An excellent point about terms, the rhetoric used by politicians in general is designed to confuse issues and I should know better. By the way Tom Englehardt posted this column not too long ago about rhetoric.

http://www.tomdispatch.com/post/174791/mark_danner_the_age_of_rhetoric

“Not long ago, the Bush administration's words outstripped reality every time. Never, after all, has an administration reached for its dictionaries more regularly to redefine reality to its own benefit; and yet, somehow, almost six years after the 9/11 attacks, we find ourselves in a world in which reality, sometimes absurdly, sometimes grimly beyond comprehension, outraces any words the Bush administration may propose for it. Who could, for instance, have imagined an Iraq thrumming with daily car bombs delivered by an organization labeling itself al-Qaeda in Mesopotamia? Yet that is Iraq today.
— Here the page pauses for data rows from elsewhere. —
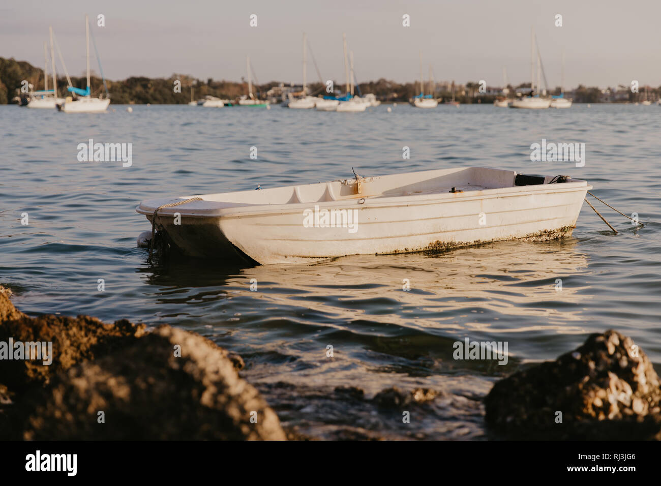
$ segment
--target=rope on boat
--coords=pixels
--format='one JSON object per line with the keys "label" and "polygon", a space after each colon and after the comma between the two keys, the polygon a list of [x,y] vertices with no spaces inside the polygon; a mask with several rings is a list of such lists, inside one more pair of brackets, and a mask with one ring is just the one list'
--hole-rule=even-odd
{"label": "rope on boat", "polygon": [[619,213],[620,214],[621,214],[621,215],[622,215],[623,216],[624,216],[625,218],[629,218],[629,219],[630,219],[630,220],[631,220],[631,221],[633,221],[633,222],[636,222],[637,223],[638,223],[638,224],[641,225],[641,227],[642,227],[642,226],[644,226],[644,225],[645,225],[642,224],[642,223],[641,223],[640,222],[637,222],[637,221],[636,221],[635,220],[634,220],[634,219],[633,219],[633,218],[630,218],[629,216],[627,216],[626,214],[625,214],[624,213],[623,213],[623,212],[621,212],[618,211],[617,210],[616,210],[616,209],[615,209],[615,208],[613,208],[613,207],[612,206],[611,206],[610,204],[608,204],[607,203],[606,203],[606,202],[603,202],[603,201],[602,201],[602,200],[601,199],[600,199],[600,198],[598,198],[598,197],[597,197],[596,196],[595,196],[595,195],[594,195],[594,194],[592,194],[592,192],[590,192],[589,190],[588,191],[588,194],[590,194],[590,196],[592,196],[593,198],[594,198],[595,199],[596,199],[596,200],[597,200],[598,201],[600,201],[600,202],[603,202],[603,203],[604,204],[605,204],[606,206],[608,206],[609,208],[611,208],[611,210],[613,210],[613,211],[615,211],[615,212],[618,212],[618,213]]}
{"label": "rope on boat", "polygon": [[151,215],[151,241],[149,242],[149,260],[151,259],[151,254],[154,251],[154,235],[156,233],[156,213],[158,212],[158,210],[163,208],[173,208],[175,206],[181,206],[182,204],[185,204],[187,202],[192,202],[192,201],[203,200],[204,200],[198,197],[189,198],[188,199],[184,199],[183,201],[171,202],[169,204],[161,204],[154,210],[154,213]]}
{"label": "rope on boat", "polygon": [[602,220],[603,220],[603,222],[604,222],[604,223],[605,223],[606,224],[607,224],[607,225],[608,225],[608,227],[609,227],[609,228],[610,228],[611,229],[612,229],[612,230],[613,230],[613,232],[614,233],[615,233],[615,234],[617,235],[617,229],[615,229],[614,227],[613,227],[612,226],[611,226],[611,223],[609,223],[609,222],[608,222],[607,221],[606,221],[605,218],[603,218],[603,216],[602,216],[601,214],[599,214],[599,212],[598,212],[598,211],[597,210],[596,210],[596,209],[594,208],[594,206],[592,206],[592,204],[590,204],[590,201],[588,201],[588,198],[586,198],[586,199],[585,199],[585,202],[588,203],[588,205],[590,206],[590,208],[592,208],[592,210],[593,210],[593,211],[594,211],[594,212],[597,213],[597,216],[599,216],[600,218],[602,218]]}

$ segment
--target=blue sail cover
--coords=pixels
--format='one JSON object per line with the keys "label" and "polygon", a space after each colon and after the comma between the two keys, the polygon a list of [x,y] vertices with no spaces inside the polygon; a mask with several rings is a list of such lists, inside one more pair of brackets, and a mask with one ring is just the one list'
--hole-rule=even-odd
{"label": "blue sail cover", "polygon": [[80,88],[74,88],[73,86],[69,86],[67,88],[67,91],[71,91],[73,93],[78,95],[79,96],[89,96],[89,87],[87,87],[87,89],[81,89]]}
{"label": "blue sail cover", "polygon": [[344,96],[325,96],[325,100],[337,100],[338,101],[348,101],[352,98],[350,93],[346,93]]}

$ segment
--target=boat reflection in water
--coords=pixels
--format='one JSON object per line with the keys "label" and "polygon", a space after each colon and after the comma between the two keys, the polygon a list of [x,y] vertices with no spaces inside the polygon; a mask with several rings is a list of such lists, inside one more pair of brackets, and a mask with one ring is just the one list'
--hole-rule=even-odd
{"label": "boat reflection in water", "polygon": [[[271,317],[265,308],[272,305],[313,311],[309,323],[323,317],[347,324],[362,319],[498,332],[557,326],[566,333],[572,330],[567,322],[581,320],[577,304],[586,298],[576,279],[587,271],[588,261],[574,249],[576,241],[502,241],[437,254],[353,255],[315,264],[247,268],[194,259],[143,271],[155,270],[149,281],[171,289],[157,293],[162,304],[212,305],[240,296],[241,315],[260,319]],[[256,291],[251,290],[253,279]],[[516,328],[508,330],[508,323]]]}
{"label": "boat reflection in water", "polygon": [[[163,321],[243,356],[242,376],[297,432],[473,439],[489,436],[481,399],[494,377],[555,357],[566,349],[555,338],[584,332],[588,262],[576,242],[242,268],[171,261],[140,271]],[[507,364],[453,359],[467,337],[508,343]],[[393,387],[438,395],[424,410],[407,405],[419,420],[403,424],[401,411],[379,405]]]}

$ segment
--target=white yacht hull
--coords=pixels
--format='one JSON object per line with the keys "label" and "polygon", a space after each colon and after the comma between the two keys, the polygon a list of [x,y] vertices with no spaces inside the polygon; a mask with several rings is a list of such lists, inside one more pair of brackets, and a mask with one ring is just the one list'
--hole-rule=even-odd
{"label": "white yacht hull", "polygon": [[[547,241],[571,234],[592,188],[552,179],[470,167],[204,194],[158,210],[155,222],[185,255],[264,264]],[[191,197],[143,201],[136,210],[151,221],[159,206]]]}
{"label": "white yacht hull", "polygon": [[413,106],[416,108],[436,108],[438,101],[432,98],[416,98],[413,100]]}
{"label": "white yacht hull", "polygon": [[223,108],[225,102],[222,100],[206,100],[202,106],[204,108]]}
{"label": "white yacht hull", "polygon": [[349,101],[340,101],[340,104],[336,107],[335,111],[347,113],[356,113],[358,112],[365,111],[368,109],[368,106],[369,106],[369,103],[354,101],[354,100],[350,100]]}
{"label": "white yacht hull", "polygon": [[67,100],[59,107],[65,113],[100,113],[108,109],[110,104],[110,101],[107,98],[79,98]]}
{"label": "white yacht hull", "polygon": [[63,98],[34,98],[30,100],[27,104],[28,108],[38,108],[42,109],[53,110],[58,107],[58,104],[64,102]]}
{"label": "white yacht hull", "polygon": [[510,103],[510,108],[521,108],[528,110],[543,110],[551,107],[551,99],[548,98],[535,98],[528,97],[513,100]]}
{"label": "white yacht hull", "polygon": [[313,97],[306,97],[298,99],[291,100],[287,105],[295,110],[309,110],[315,107],[317,99]]}
{"label": "white yacht hull", "polygon": [[566,98],[553,98],[551,101],[551,108],[571,108],[572,101]]}

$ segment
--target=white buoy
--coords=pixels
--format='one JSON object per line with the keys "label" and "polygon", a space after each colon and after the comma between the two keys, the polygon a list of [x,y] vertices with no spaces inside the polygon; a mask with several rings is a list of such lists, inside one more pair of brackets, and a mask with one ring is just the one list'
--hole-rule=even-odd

Recently, at his Informed Comment blog the estimable Juan Cole noticed a new leap forward (or backward) in that country. Southern Iraqi rice farmers are evidently reportedly taking Bush-inspired reality yet another horrific (as well as logical) step into a hopeless future. They are beginning to experiment with turning in their rice shoots for a potentially far more valuable crop -- poppies. Next thing we know, someone will rename the country "Afghanistan II" and we'll have a second chaotic narco-kingdom on our hands. Even in the Bush administration's wildest dreams, it could never have topped that potential reality.”

Posted by: rob payne at June 7, 2007 10:35 PM

it's local Democratic Party stooges paying busloads of undocumented migrants to vote Democrat.

Whee! I don't see a lot of wingnuttery in the comments here, but DAMN that's a good one! A question, though - why the "undocumented migrants" phrasing? Why not good ol' "illegal aliens," or "disease-infested dark people"? Are you trying to travel incognito?